Salvatore Castano

How long have you been at the restaurant?

1 year.

What attracted you to become a sommelier?

I was working as a Chef de Rang in Italy and became interested in wines because there are so many ways to produce wines, lots of different grapes, producers from all around the world therefore I want to understand what makes them different between each other’s. 

Where did you do your training?

I started in Italy, where I did a 2 years study and received the Diploma AIS (Italian Sommelier Association), and I started the Court of Master Sommelier once I arrived here in London. 

What would you say were the essential skills required to be a sommelier?

Passion, interest, dedication.

What wines complement your personal favourite three course meal and why?

It depends on what I am having, there are so many different preparations and so many different wines, therefore I have a lot of fun pairing wines with the food.

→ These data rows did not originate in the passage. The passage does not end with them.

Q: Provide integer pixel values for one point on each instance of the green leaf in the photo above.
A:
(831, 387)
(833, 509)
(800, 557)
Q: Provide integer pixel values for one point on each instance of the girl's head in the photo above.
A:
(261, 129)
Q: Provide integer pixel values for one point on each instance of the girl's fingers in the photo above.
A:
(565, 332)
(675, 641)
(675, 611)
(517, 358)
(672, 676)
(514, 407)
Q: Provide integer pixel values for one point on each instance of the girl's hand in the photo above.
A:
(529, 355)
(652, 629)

What are your thoughts on the “Red wine with red meat, white wine with white meat and fish” age-old debate?

Everyone has a different taste, so I’ll try to make everyone happy suggesting even white wines that can go well with meat or red wines that can go well with fish.

How does the choice of the right wines complement the different food courses served?

I think it’s very important to have the right wine with the right course, this will improve your meal experience for 100%.

What’s the best part of your job?

Talking to the guest about their taste in wine and then find the perfect wines that suit them.

And the worst?

There is no worst part, this is the best job in the world. 
What is the unusual wine that you have ever tasted and why?

I went to the tasting in London and I ended up trying an organic wine, which wasn’t the best experience, that’s why I am not a big fan of these kind of wines, but of course not every producer is the same.

What is the most money that you’ve ever seen spent on a single bottle?

£7,500, Petrus 1971.

How many wines do you have?

About 900 references.

How often do you find that customers complain about wine being corked and – in your opinion – how often do you think that they are right?

We try every single bottle that goes to the table, in this case we ensure that there is not a problem at all.